Neurol Res. 2008 May;30(4):332-6. doi: 10.1179/174313208X300279.
To study the efficacy of post-ischemic mild brain hypothermia lasting for different time intervals on cerebral ischemic reperfusion injury.
Male Sprague-Dawley rats were divided into a sham-operated group, normothermia (37-38 degrees C) ischemia group and mild hypothermia (31-32 degrees C) group. The last group was subdivided into four groups: 30 minute hypothermia plus 210 minute normothermia, 60 minute hypothermia plus 180 minute nomothermia,120 minute hypothermia plus 120 minute normothermia, and 240 minute hypothermia (n=8). Global cerebral ischemia was established using the Pulsinelli four-vessel occlusion model. Brain tissue was collected following a 20 minute cerebral ischemia and 240 minute reperfusion, and was used to measure the levels of glutamate (Glu), aspartate (Asp), glycine (Gly), gamma-aminobutyric acid (GABA), dopamine (DA), norepinephrine (NE), serotonin(5-HT) and hydroxyindoleacetic acid (5-HIAA), nitrite (NO(2)), endothelin-1 (ET(1)), tumor necrosis factor alpha(TNFalpha) and interleukin-1beta (IL-1beta). Serum was collected to measure the levels of lactate dehydrogenase (LDH), aspartate aminotransferase (AST), creatine kinase (CK) and its brain band isoenzyme (CK-BB).
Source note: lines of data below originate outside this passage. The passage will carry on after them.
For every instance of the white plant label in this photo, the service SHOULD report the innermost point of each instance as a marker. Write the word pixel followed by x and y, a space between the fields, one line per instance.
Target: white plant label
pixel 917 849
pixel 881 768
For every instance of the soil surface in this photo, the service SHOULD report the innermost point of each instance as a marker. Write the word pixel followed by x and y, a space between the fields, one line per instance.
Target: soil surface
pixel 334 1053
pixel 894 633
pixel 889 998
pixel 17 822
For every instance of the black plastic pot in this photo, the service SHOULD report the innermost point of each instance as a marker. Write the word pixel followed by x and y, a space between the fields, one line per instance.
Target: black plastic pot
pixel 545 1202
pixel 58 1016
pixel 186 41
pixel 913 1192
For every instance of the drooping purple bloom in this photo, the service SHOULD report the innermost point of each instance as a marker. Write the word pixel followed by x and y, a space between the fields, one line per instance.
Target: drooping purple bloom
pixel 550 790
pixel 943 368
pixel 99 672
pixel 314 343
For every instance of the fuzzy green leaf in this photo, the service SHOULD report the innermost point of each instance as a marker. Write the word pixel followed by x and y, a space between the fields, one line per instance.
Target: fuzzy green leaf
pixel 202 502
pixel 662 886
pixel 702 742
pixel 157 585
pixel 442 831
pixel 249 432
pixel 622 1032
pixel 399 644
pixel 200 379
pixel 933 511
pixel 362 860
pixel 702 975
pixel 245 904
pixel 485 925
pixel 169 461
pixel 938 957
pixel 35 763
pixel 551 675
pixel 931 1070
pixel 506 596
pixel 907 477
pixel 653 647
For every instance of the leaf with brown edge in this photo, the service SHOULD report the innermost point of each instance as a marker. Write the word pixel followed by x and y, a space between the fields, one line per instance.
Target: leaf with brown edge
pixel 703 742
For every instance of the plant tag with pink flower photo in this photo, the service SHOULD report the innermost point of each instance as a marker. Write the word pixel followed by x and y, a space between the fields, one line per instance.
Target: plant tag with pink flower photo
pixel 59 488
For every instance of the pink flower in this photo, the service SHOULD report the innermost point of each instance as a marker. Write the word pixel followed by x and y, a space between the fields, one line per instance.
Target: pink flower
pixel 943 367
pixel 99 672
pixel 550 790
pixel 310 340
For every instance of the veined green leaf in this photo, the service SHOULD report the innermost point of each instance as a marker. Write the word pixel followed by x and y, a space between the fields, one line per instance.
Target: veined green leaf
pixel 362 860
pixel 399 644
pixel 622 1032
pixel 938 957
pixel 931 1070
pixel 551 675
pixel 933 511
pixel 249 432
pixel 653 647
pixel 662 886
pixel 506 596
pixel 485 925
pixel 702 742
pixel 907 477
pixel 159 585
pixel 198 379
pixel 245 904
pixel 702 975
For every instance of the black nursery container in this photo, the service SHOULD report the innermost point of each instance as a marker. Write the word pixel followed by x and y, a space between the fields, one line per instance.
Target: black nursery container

Hypothermia lasting for 60-240 minutes delayed the decrease in these amino acids, postponed the decrease in DA, NE and 5-HT and increase in hydroxyindoleacetic acid (5-HIAA), and decreased the levels of IL-1beta, TNFalpha, ET(1) and NO(2) in brain tissue. Hypothermia also decreased the levels of LDH, AST, CK and CK-BB in serum as compared to normothermia group (p<0.05 or p<0.01). Hypothermia lasting for 30 minutes delayed the decreases in these amino acids and 5-HT and increase in 5-HIAA in brain tissue (p<0.05), but failed to influence the levels of IL-1beta, TNFalpha, ET(1) and NO(2) in brain tissue and the amounts of LDH, AST, CK and CK-BB in serum as compared to normothermia ischemia group (p>0.05).
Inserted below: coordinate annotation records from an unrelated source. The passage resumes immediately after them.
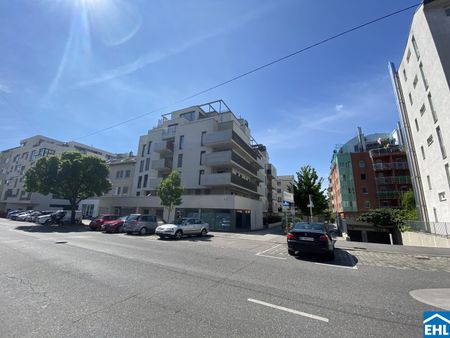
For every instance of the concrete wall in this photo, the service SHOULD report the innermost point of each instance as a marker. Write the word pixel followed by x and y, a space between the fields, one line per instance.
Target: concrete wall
pixel 423 239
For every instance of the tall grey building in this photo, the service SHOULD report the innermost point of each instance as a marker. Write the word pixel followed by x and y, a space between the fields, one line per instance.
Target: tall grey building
pixel 421 85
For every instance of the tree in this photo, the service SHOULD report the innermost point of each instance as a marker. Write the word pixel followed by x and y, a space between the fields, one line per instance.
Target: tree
pixel 309 183
pixel 72 176
pixel 385 218
pixel 170 190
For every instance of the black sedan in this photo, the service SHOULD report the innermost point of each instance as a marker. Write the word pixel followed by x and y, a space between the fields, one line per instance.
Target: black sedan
pixel 310 238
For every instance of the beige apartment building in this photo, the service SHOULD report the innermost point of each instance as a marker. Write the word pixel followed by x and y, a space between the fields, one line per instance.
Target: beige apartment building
pixel 421 85
pixel 223 169
pixel 16 161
Post-ischemic mild brain hypothermia can significantly suppress the excessive release of amino acids, monoamine neurotransmitters and inflammation response in ischemic tissue. It can also stabilize the function of the cell membrane, which is associated with the mechanism of cerebral protection by mild hypothermia. These results suggest that mild hypothermia should be applied immediately after ischemia and last for more than 60 minutes in order to obtain neuroprotective effects.
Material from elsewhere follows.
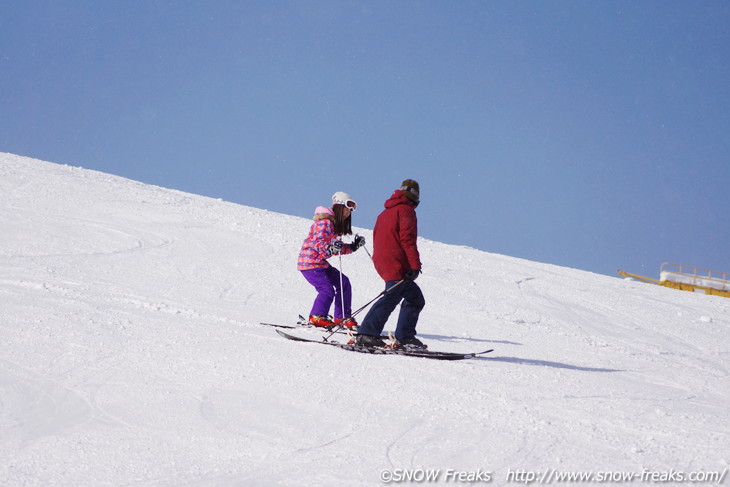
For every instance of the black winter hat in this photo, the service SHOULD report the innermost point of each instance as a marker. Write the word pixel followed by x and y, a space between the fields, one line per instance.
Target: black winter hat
pixel 411 190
研究缺血后不同时长的轻度脑低温对脑缺血再灌注损伤的疗效。
将雄性Sprague-Dawley大鼠分为假手术组、正常体温(37 - 38摄氏度)缺血组和轻度低温(31 - 32摄氏度)组。最后一组再细分为四组:30分钟低温加210分钟正常体温组、60分钟低温加180分钟正常体温组、120分钟低温加120分钟正常体温组和240分钟低温组(n = 8)。采用Pulsinelli四血管闭塞模型建立全脑缺血。在脑缺血20分钟和再灌注240分钟后收集脑组织,用于测量谷氨酸(Glu)、天冬氨酸(Asp)、甘氨酸(Gly)、γ-氨基丁酸(GABA)、多巴胺(DA)、去甲肾上腺素(NE)、5-羟色胺(5-HT)和5-羟吲哚乙酸(5-HIAA)、亚硝酸盐(NO₂)、内皮素-1(ET₁)、肿瘤坏死因子α(TNFα)和白细胞介素-1β(IL-1β)的水平。收集血清以测量乳酸脱氢酶(LDH)、天冬氨酸转氨酶(AST)、肌酸激酶(CK)及其脑型同工酶(CK-BB)的水平。
持续60 - 240分钟的低温延缓了这些氨基酸水平的下降,推迟了DA、NE和5-HT水平的降低以及5-羟吲哚乙酸(5-HIAA)水平的升高,并降低了脑组织中IL-1β、TNFα、ET₁和NO₂的水平。与正常体温组相比,低温还降低了血清中LDH、AST、CK和CK-BB的水平(p < 0.05或p < 0.01)。持续30分钟的低温延缓了脑组织中这些氨基酸和5-HT水平的下降以及5-HIAA水平的升高(p < 0.05),但与正常体温缺血组相比,未能影响脑组织中IL-1β、TNFα、ET₁和NO₂的水平以及血清中LDH、AST、CK和CK-BB的含量(p > 0.05)。
缺血后轻度脑低温可显著抑制缺血组织中氨基酸、单胺类神经递质的过度释放和炎症反应。它还能稳定细胞膜的功能,这与轻度低温的脑保护机制有关。这些结果表明,为获得神经保护作用,应在缺血后立即应用轻度低温并持续超过60分钟。